Is Wealth Redistribution A Good Thing?

Discussion in 'Economics' started by oldtime, Mar 29, 2013.

  1. hard to believe. I guess the book was written in 1953, but I heard about it back in 1972 when there were still newspapers and the only way you knew when a book was available in paperback was to read a review.

    Back then Wall Street was hardcore conservative. The only people talking about wealth redistribution were their Viet Nam protesting college kids on the main street looking for a new cause.
     
    #11     Mar 29, 2013
  2. zdreg

    zdreg

    it lessens the productivity of the private sector american worker by enforcing needless rules/regulations. of course, you want an inefficient public sector to lessen the damage. if the irs, which is efficient, was much more efficient private business would be non- existent or would be black market.
     
    #12     Mar 29, 2013
  3. yeah, I think they went through this whole deal in the Soviet Union, and it didn't work out too well. As a matter of fact the whole thing became a complete failure.

    But then again, some poor guy that wasn't born in the right family with a connection to the Czar got to eat (if he stood in line long enough.)
     
    #13     Mar 29, 2013
  4. #14     Mar 29, 2013
  5. well now you are going over my head. What is the "Labor Theory of Value"?

    If it has anything to do with, "Nothing could be made without people to make it"

    It goes both ways. There would be no reason for anyone to build it if somebody didn't sell it
     
    #15     Mar 29, 2013

  6. Read Das Kapital. It's all in there
     
    #16     Mar 29, 2013
  7. vicirek

    vicirek

    Calls for wealth distribution serve single purpose of wealth transfer from old capital holders to new capital holders using force instead of free market mechanisms.

    Wealth is never distributed to those who are told to benefit from this and they become victims on par with the intended target.

    Recent history clearly shows it: current Russian oligarchs are former aparatchiks of soviet system (or descendants of them), in China new billionaires are high ranking members of communist party living of slave labor of those who were told to become richer and happier once old system is abolished and wealth transfer is completed.

    I have heard that Carl Marx book is a very good read but my suspicion is that it is also very ideologic which is never good for any science including economy.
     
    #17     Mar 29, 2013
  8. yeah I read it.

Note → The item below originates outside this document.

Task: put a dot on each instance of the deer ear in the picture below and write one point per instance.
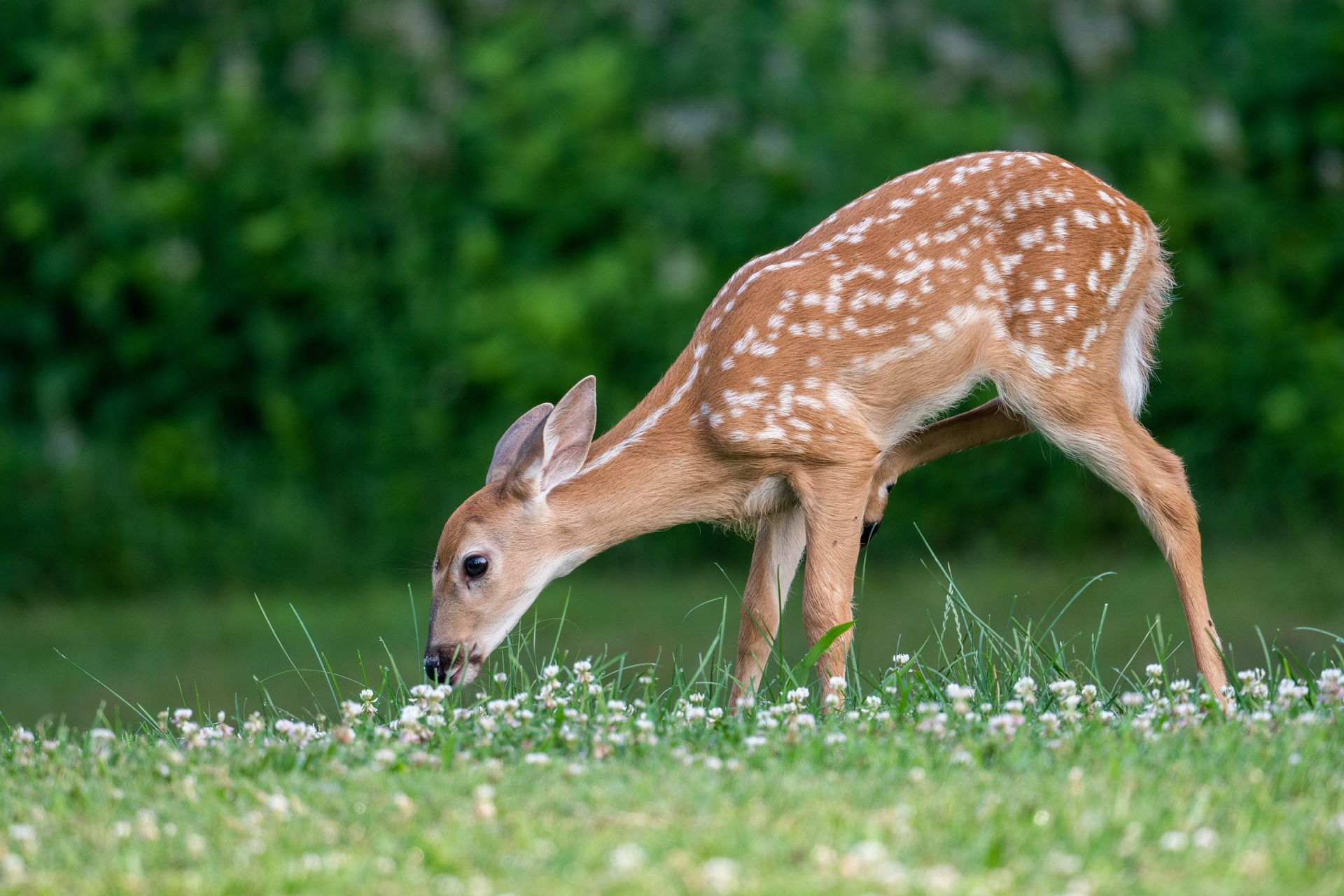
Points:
(555, 450)
(512, 441)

He knew what to do with money after I made it, but he never quite figured out how I make it.

    It always starts with a factory
    It never starts with Henry Ford out back in his garage
     
    #18     Mar 30, 2013
  9. just once, I would like to see how it really goes long term. We saw what happened in the Soviet Union, it was very hard core wealth redistribution. But the corruption became so rampant that it is impossible to see how it would have gone if it was honest.

    and just once, I would like to see how a pure capitalistic country plays out.

    I spent some time in Mexico, and even though the revolution is always alive and well, for the most part it is hardcore right wing capitalism. But same thing as in Soviet Union on the other side, corruption is so rampant that capitalism can't even be recognized there anymore.

    either way, both sides are capitalistic in that they recognize the government is a product to be be bought and sold and invested in if you want to get ahead.
     
    #19     Mar 30, 2013
  10. Humpy

    Humpy

    Some would argue that corruption and the drug game is really free market values being played out at street level.

    It certainly looks like the 1 party state system is superior to the 2 party muddle we currently have in the West.

    Time for radical change when a 1 party system can catch up and soon overtake all the democracies after they have muddled along for 100s of years, in only 50 years. Goodbye Congress you have done your time, now move aside !!